The opposite of the above are people who believe they are primarily responsible for what happens to them, based on the choices they make.
Yes, there will always be those who cannot take care of themselves due to accidents, disease or genetic issues – those people we should gladly and lovingly take care of – using private charities to whom we should eagerly give as generously as we can afford.
I am my brother’s keeper, not the government.
Some of us believe that free markets and informed consumers offer the best outcome for the most people of any economic system ever invented.
You only need to look at Venezuela and North Korea to see what happens when government replaces free markets.
We in the United States have some big decisions to make in the coming years.

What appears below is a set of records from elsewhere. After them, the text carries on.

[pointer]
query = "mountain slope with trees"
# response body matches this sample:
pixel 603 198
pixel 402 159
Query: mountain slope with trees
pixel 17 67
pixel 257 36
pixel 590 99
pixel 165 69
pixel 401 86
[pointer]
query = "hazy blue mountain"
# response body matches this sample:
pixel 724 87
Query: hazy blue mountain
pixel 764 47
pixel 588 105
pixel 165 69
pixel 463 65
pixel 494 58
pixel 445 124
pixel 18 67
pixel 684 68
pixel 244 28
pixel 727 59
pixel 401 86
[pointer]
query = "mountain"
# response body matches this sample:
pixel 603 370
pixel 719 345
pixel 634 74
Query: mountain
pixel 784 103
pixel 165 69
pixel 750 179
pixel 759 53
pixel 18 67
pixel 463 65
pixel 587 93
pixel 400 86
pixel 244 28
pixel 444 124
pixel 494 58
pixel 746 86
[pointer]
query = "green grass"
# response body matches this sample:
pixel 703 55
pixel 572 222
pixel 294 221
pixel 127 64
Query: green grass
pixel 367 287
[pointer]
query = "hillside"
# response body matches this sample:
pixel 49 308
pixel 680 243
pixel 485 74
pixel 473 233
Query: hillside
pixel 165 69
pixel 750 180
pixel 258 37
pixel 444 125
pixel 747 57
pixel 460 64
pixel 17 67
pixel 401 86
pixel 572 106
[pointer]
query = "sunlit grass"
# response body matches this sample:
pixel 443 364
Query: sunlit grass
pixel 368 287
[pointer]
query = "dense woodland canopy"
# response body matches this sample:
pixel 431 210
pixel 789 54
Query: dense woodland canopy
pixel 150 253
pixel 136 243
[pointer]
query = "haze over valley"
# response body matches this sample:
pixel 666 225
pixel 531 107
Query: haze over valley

Do we go down the same road as Venezuela and North Korea by passing more laws that allow government to interfere with our private lives by telling us what kind of car we can drive (CAFÉ standards), how much sugar we can consume (see New York City), whether that puddle of water on your lawn is a “wetland” (so you cannot erect a kids swing set) or how much water your toilet can use (making you flush multiple times in instead of once)?
I have more examples, but the ones I cite above are enough to make my point: the smallest possible government that abides by the Constitution as it was originally intended results in the best outcome for the most people.
Do not be so eager to give up some or all of your liberty and freedom for the false promise that somebody from the government will take care of you.